It is 450 years since the birth of William Shakespeare. The anniversary has been hard to avoid in this country, which is entirely appropriate. Shakespeare helped to shape not only our language but also our conception of character and our understanding of the human condition. Our experience of love, of facing death, of loss and of glory, contains echoes of Shakespeare, even if we hardly ever read him or see his plays.
It is also 450 years since the death of Michelangelo. That anniversary has hardly been noticed here — although Michelangelo had as great an impact on visual arts in the West as Shakespeare has had on its literature. For centuries, every painter and sculptor felt the need either to emulate Michelangelo, or to escape his influence. Many still do.
Michelangelo did more than anyone else to create the idea of the artist as a solitary, divinely inspired individual, answerable to no one and nothing except his talent. Before him, painting and sculpture were viewed as a form of manual labour, and their practitioners were seen as artisans — and not particularly skilled or remarkable ones at that.

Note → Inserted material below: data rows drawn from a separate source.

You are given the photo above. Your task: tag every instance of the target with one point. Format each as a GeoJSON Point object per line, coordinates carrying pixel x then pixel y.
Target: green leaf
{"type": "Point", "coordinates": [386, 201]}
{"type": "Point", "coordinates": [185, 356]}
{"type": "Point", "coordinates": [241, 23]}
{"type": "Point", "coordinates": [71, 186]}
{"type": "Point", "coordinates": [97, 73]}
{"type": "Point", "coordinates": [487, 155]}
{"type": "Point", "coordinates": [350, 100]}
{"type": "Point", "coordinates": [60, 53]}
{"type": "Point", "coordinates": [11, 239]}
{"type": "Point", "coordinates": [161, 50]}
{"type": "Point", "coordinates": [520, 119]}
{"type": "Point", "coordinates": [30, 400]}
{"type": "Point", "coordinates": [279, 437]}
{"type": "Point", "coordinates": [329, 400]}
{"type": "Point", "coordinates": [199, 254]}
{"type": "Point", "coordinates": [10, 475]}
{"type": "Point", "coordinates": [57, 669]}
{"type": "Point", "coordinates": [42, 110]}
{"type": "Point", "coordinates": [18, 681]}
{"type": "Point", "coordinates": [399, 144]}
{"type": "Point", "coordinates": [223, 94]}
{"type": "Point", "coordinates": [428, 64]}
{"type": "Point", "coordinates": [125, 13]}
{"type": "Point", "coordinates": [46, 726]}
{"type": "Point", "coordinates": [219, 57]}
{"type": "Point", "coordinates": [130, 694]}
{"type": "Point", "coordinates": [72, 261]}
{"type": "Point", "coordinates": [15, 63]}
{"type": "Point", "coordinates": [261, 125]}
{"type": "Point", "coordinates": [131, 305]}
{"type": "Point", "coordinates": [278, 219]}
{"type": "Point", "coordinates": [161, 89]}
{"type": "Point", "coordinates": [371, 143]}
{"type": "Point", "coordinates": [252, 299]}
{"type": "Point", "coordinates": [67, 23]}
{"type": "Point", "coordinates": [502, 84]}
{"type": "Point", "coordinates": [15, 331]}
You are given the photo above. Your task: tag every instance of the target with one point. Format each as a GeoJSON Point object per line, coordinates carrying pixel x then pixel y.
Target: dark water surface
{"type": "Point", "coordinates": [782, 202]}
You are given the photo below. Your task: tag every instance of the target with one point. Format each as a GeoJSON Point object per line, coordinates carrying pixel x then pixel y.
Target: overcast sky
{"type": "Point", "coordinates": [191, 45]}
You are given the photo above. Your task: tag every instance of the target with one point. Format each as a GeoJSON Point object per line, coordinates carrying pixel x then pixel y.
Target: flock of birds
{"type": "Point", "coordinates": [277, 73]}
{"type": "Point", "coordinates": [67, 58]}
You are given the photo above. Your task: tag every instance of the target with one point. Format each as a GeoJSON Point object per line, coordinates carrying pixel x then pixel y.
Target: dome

Michelangelo was the first artist who demanded to be treated as a special kind of person, outside the conventional social hierarchy; an individual who, because of his extraordinary abilities, stood on equal terms with his aristocratic patrons. He demanded not just their money, but their respect too. So eager were his patrons to persuade him to work for them that respect is what he got — even when he treated them, as he frequently did, with disdain bordering on contempt. Other artists were imprisoned for fraud when they failed to deliver work for which they had been paid. Michelangelo usually received another commission from a patron desperate to get something from the hand of the ‘Divine Master’.
This made Michelangelo by far the richest artist of his generation, and perhaps the richest, in inflation-adjusted terms, until the 20th century.